Paralysie totale du corps… le cerveau au
ralenti… Jack… Impossible…
-Mon
général ! Elle avait presque crié. Elle était debout, le visage défait,
les yeux brillants de larmes, il est
mort, je l’ai vu, vous l’avez tous vu !
-Asseyez vous,
reprenez vous Docteur O’Neill dit Hammond d’une voix calme.
Sam s’était rassise, elle contemplait ses
mains devant elle, ses mains qui tremblaient. Elle tremblait toute, passant à
la fois du désespoir à la joie la plus
folle. Comment supporter tant d’émotions ?
Elle rougissait, puis pâlissait l’instant d’après devenant blanche
jusqu’ aux lèvres.
Hammond fit venir Janet qui l’examina.
-Elle
va bien, c’est seulement trop d’émotions, dit-elle en souriant.

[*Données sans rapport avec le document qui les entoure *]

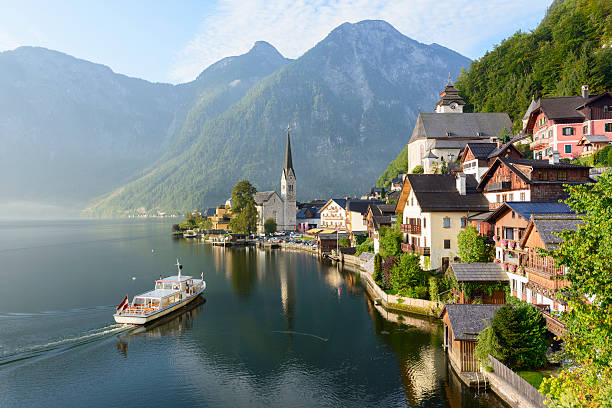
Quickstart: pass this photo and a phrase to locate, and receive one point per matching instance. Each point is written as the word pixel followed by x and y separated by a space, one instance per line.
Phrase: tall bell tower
pixel 288 193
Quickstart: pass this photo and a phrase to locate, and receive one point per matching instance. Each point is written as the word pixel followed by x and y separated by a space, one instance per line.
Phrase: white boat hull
pixel 144 319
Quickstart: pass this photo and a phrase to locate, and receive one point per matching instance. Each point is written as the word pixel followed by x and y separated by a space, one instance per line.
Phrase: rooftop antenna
pixel 179 267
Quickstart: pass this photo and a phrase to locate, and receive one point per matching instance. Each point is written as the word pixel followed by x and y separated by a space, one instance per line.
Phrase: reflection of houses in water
pixel 288 292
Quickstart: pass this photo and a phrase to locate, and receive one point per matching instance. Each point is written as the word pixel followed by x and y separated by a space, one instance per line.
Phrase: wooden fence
pixel 519 384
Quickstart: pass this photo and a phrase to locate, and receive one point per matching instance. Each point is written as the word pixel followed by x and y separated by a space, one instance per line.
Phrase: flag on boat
pixel 123 304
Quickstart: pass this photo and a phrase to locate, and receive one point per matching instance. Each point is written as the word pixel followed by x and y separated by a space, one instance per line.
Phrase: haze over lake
pixel 274 328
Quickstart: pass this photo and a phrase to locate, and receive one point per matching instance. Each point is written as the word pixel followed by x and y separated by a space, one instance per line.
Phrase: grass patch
pixel 533 377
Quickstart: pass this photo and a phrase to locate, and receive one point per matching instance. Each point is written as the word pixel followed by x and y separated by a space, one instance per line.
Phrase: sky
pixel 173 41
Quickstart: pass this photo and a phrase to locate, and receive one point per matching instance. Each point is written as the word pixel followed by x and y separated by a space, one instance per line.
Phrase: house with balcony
pixel 333 214
pixel 509 223
pixel 435 208
pixel 590 144
pixel 478 282
pixel 544 277
pixel 476 158
pixel 379 215
pixel 557 124
pixel 510 179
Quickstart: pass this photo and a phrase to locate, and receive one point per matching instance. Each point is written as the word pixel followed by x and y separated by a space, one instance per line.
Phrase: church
pixel 442 135
pixel 282 208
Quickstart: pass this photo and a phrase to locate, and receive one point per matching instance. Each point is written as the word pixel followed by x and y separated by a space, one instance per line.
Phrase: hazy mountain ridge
pixel 351 101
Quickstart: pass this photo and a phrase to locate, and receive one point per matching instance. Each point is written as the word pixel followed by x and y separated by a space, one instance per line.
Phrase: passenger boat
pixel 170 293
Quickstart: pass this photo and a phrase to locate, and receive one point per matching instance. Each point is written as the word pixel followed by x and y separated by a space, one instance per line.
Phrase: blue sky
pixel 173 41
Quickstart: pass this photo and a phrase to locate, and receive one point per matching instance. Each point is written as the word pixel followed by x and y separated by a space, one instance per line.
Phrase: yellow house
pixel 435 208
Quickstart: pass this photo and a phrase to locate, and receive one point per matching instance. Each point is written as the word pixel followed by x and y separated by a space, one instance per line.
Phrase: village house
pixel 435 208
pixel 442 135
pixel 476 158
pixel 462 325
pixel 221 219
pixel 333 214
pixel 308 218
pixel 379 215
pixel 356 211
pixel 543 275
pixel 479 282
pixel 282 208
pixel 590 144
pixel 509 223
pixel 510 179
pixel 558 124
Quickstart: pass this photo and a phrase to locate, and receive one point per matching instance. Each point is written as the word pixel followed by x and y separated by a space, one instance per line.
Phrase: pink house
pixel 558 124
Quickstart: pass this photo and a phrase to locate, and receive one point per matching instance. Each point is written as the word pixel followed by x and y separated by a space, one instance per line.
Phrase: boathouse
pixel 462 325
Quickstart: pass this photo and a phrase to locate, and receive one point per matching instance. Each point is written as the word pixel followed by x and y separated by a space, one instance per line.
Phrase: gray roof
pixel 467 321
pixel 597 138
pixel 361 206
pixel 468 126
pixel 481 150
pixel 479 272
pixel 263 196
pixel 438 192
pixel 549 225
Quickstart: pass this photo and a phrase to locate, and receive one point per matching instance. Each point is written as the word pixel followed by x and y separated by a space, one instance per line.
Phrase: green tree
pixel 390 242
pixel 244 212
pixel 407 276
pixel 472 246
pixel 516 337
pixel 377 274
pixel 270 225
pixel 586 252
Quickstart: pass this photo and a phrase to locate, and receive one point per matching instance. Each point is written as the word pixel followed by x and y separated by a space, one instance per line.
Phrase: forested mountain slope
pixel 350 101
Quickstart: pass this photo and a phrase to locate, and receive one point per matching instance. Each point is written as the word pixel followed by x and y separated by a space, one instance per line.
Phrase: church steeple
pixel 288 158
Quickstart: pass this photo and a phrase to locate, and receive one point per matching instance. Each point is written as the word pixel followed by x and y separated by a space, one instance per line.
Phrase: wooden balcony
pixel 411 229
pixel 554 325
pixel 499 186
pixel 407 247
pixel 539 144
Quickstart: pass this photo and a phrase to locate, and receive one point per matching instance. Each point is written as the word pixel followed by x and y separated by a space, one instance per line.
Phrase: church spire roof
pixel 288 158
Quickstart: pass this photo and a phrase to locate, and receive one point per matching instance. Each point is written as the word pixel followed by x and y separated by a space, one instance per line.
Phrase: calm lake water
pixel 274 328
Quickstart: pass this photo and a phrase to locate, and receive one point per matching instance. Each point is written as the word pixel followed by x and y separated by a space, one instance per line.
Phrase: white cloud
pixel 7 42
pixel 294 26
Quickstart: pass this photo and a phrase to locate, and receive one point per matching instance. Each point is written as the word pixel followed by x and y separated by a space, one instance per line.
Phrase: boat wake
pixel 61 346
pixel 300 334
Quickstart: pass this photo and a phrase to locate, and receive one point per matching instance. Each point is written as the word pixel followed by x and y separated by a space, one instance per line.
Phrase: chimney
pixel 460 183
pixel 554 158
pixel 585 91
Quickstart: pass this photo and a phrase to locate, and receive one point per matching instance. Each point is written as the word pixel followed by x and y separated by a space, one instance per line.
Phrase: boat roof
pixel 175 278
pixel 157 293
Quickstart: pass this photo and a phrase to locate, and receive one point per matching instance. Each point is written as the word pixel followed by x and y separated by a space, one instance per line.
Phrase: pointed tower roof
pixel 288 158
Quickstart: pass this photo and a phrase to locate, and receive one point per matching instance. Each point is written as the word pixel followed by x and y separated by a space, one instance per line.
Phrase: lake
pixel 274 328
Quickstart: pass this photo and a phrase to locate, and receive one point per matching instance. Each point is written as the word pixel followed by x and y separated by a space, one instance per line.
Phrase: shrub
pixel 407 274
pixel 377 275
pixel 344 242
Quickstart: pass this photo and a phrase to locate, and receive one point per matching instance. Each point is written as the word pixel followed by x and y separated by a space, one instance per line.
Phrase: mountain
pixel 571 47
pixel 73 130
pixel 351 102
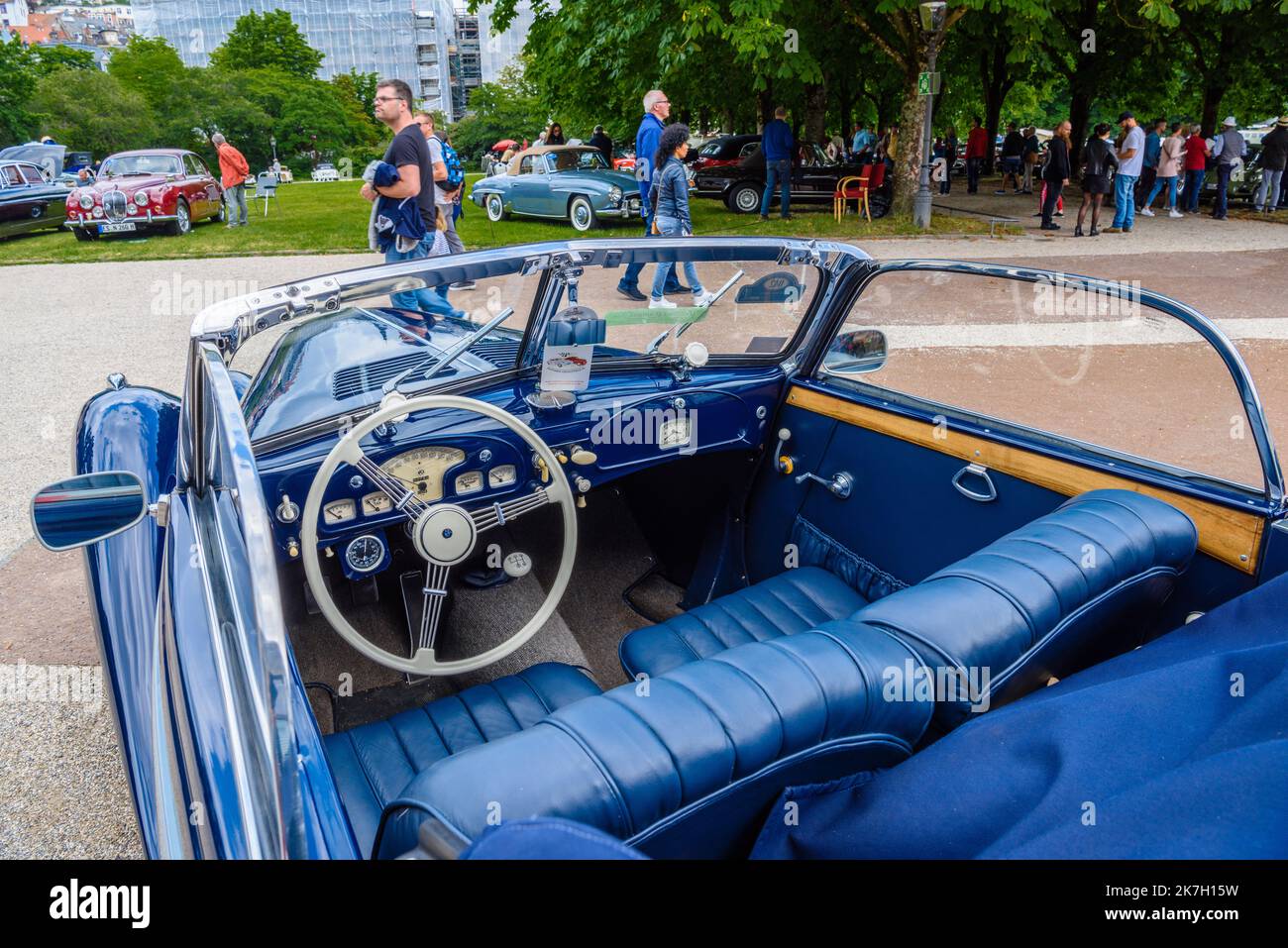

Quelques instants plus tard, Sam avait
repris des couleurs. Elle se posait mille questions, était-ce bien le colonel
qui était rentré ? dans ce cas qui était celui qu’elle avait aimé et
qui était mort ?
Le général Hammond prit son temps pour
expliquer à SG1 tout ce que lui avait raconté le colonel depuis son retour.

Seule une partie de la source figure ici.